An even larger deal was led by Oak Hill and Blue Owl and provided a $5.3bn loan package to refinance the debt of Finastra Group, another software firm. The company had its ratings cut and was facing difficult refinancing negotiations with its existing creditors.
Typically, private lenders like BDCs tend to focus on deal-related lending such as leveraged buyouts, M&A, and others. However, as deal flow has been relatively light in the last 18 months private lender dry powder has found its way into more prosaic lending like loan refinancing, typically dominated by the larger banks.
While borrowing from private lenders does typically carry a higher rate of interest, it has some advantages for borrowers. One, private lender deals are less likely to be impacted by market volatility and more likely to close even when public lending markets are shut. And two, private deals involve fewer lenders and, hence, quicker negotiations than public loans where many more parties need to be consulted on pricing, security, and other terms.
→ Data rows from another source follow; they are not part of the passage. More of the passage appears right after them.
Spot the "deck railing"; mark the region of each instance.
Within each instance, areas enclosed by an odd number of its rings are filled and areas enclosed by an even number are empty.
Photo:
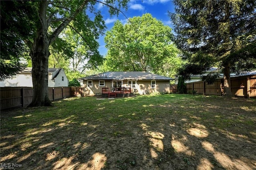
[[[109,93],[109,88],[108,87],[102,87],[101,93]]]
[[[130,87],[116,87],[115,91],[113,93],[131,93],[131,90]],[[108,87],[102,87],[102,93],[109,93],[111,92]]]
[[[130,87],[116,87],[115,92],[116,93],[130,93]]]

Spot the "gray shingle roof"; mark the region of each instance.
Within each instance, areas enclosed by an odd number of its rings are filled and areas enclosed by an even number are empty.
[[[81,78],[82,80],[166,80],[174,79],[158,74],[144,71],[109,71]]]

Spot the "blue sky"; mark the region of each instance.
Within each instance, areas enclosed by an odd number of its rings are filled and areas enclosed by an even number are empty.
[[[141,16],[146,13],[150,13],[153,17],[161,21],[164,25],[170,27],[171,22],[170,17],[168,15],[168,11],[174,12],[174,6],[171,0],[130,0],[128,4],[128,9],[126,11],[122,10],[124,14],[128,18],[134,16]],[[101,11],[107,27],[107,30],[109,30],[112,28],[114,23],[118,20],[123,23],[126,23],[126,19],[122,14],[119,14],[118,16],[110,16],[108,12],[108,9],[106,6],[102,6],[102,4],[97,4],[97,8]],[[100,53],[105,57],[108,51],[105,47],[104,38],[105,35],[101,36],[98,41],[100,44],[99,51]]]

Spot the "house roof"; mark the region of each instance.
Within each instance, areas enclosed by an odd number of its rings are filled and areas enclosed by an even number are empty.
[[[61,68],[48,68],[48,74],[52,74],[52,80],[54,79],[58,75],[62,69]],[[20,73],[31,73],[32,67],[27,67],[21,71]]]
[[[165,76],[144,71],[108,71],[81,78],[82,80],[165,80],[174,79]]]
[[[56,71],[59,71],[61,69],[61,68],[48,68],[48,73],[52,73]],[[31,73],[32,72],[32,67],[26,67],[24,69],[21,73]]]

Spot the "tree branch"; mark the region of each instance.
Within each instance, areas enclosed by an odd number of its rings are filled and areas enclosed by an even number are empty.
[[[111,6],[111,5],[108,5],[108,4],[106,4],[106,3],[104,3],[104,2],[102,2],[99,1],[97,0],[93,0],[94,1],[95,1],[95,2],[99,2],[99,3],[101,3],[101,4],[104,4],[104,5],[106,5],[106,6],[108,6],[109,7],[110,7],[110,8],[112,8],[112,9],[114,9],[114,10],[116,10],[117,11],[118,11],[118,12],[121,12],[121,13],[123,15],[124,15],[124,17],[125,17],[125,18],[126,18],[126,19],[128,20],[128,21],[129,21],[129,22],[130,23],[131,23],[131,24],[132,24],[132,22],[131,22],[130,21],[130,20],[129,20],[129,18],[127,18],[127,17],[125,15],[125,14],[124,14],[124,12],[122,12],[122,11],[121,11],[121,10],[119,10],[119,9],[117,9],[117,8],[114,8],[114,7],[113,7],[113,6]]]
[[[70,24],[68,24],[68,26],[69,26],[71,28],[72,28],[73,30],[74,30],[75,31],[77,34],[78,34],[79,35],[79,36],[81,36],[81,38],[83,39],[83,40],[84,42],[86,42],[86,43],[87,44],[87,45],[89,47],[89,48],[90,48],[90,49],[91,51],[93,51],[94,50],[92,50],[92,49],[90,46],[90,43],[88,43],[87,41],[85,39],[85,38],[84,38],[83,36],[81,34],[80,34],[79,32],[77,30],[76,30],[75,28],[74,28],[72,25],[71,25]]]
[[[81,12],[85,5],[87,4],[90,0],[86,0],[84,1],[83,3],[75,11],[74,13],[71,15],[69,18],[67,18],[61,24],[58,28],[55,30],[55,31],[52,33],[52,34],[50,36],[50,43],[54,41],[57,37],[58,36],[59,34],[65,28],[68,26],[69,23],[73,20],[76,16]]]

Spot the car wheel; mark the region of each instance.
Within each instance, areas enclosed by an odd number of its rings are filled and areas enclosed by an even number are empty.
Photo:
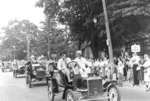
[[[66,92],[66,101],[77,101],[77,97],[72,90]]]
[[[54,92],[53,92],[53,84],[52,81],[48,81],[48,99],[49,101],[54,101]]]
[[[117,87],[111,87],[108,92],[108,101],[120,101],[120,93]]]
[[[31,76],[28,76],[28,86],[29,86],[29,88],[32,87],[32,78],[31,78]]]

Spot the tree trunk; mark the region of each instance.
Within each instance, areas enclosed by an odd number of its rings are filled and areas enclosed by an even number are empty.
[[[93,56],[95,59],[98,58],[98,43],[97,43],[97,38],[95,38],[95,40],[93,40],[91,42],[91,49],[92,49],[92,52],[93,52]]]

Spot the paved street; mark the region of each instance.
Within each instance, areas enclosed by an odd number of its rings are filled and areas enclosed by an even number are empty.
[[[121,101],[150,101],[150,92],[145,92],[142,87],[126,86],[120,88],[120,92]],[[47,89],[45,85],[29,89],[24,78],[14,79],[12,73],[0,72],[0,101],[48,101]]]

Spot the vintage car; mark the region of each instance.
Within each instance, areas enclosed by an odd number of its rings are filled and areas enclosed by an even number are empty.
[[[26,84],[28,87],[32,87],[32,82],[42,80],[47,81],[46,67],[40,63],[28,62],[26,64]]]
[[[12,72],[13,69],[12,69],[11,63],[5,63],[5,65],[3,65],[1,67],[1,71],[2,72]]]
[[[61,71],[50,71],[48,79],[48,98],[54,101],[55,96],[62,94],[66,101],[120,101],[120,93],[116,81],[107,81],[104,77],[82,78],[73,73],[73,68],[78,63],[72,61],[68,64],[72,82],[68,82],[65,74]]]
[[[13,70],[13,77],[17,78],[18,75],[25,75],[25,66],[20,66],[19,68],[16,68]]]

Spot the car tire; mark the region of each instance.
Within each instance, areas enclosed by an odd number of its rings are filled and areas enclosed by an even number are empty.
[[[54,101],[54,97],[55,97],[55,94],[54,94],[54,91],[53,91],[53,83],[52,81],[48,81],[48,101]]]
[[[120,93],[119,90],[117,89],[117,87],[110,87],[109,91],[108,91],[108,101],[120,101],[121,97],[120,97]]]

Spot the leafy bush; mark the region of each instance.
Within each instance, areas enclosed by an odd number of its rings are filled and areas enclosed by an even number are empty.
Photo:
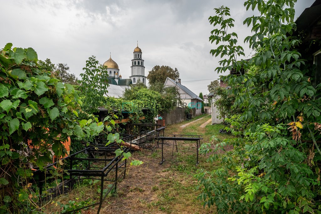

This encroachment of private lenders onto traditional public lender turf will likely continue as the private credit sector grows and matures and as borrowers become more familiar with its value proposition.
Market Commentary
With Prospect Capital (PSEC) finally releasing its annual report we updated its Q2 earnings numbers. We often get questions about whether PSEC looks like a slam-dunk BDC holding given its large discount to book. Our view has been that PSEC does not look like a traditional BDC and so should be approached with care.
Specifically, about 30% of its portfolio is allocated to non-typical sectors like CLO Equity and Real Estate. This means the company has a more cyclical and higher-risk portfolio than the average BDC, all else equal. And while its leverage is low, there is a kind of sleight of hand here since PSEC has chosen to finance itself with a big slug of preferreds. This means that the usual debt/equity definition of leverage (used by BDCs) sends the wrong signal in terms of its overall exposure. Using the CEF definition, its leverage is not far off the broader sector. It is also more expensive than it would be otherwise had PSEC relied more on debt than preferreds.
Over Q2, net income rose slightly. Adjusted net income which takes preferreds dividends into account provides 128% coverage for the dividend which leaves room for dividend hikes.
PSEC dividends have not moved in the last few years even as the broader sector has generated significant raises.
Most important, however, is the company’s performance, which remains worrying. Over the past year, it underperformed the sector by 13.3% – only one other company in our coverage did worse. The performance trendline (yellow line) has fallen precipitously.
The company’s valuation has cheapened even further relative to the sector – now at a 36% discount to the sector average which is quite a bit weaker than the previous 20-30% historic range.
Ultimately, while PSEC can be an interesting hold tactically or for its senior securities, the common shares remain a difficult proposition as a strategic hold.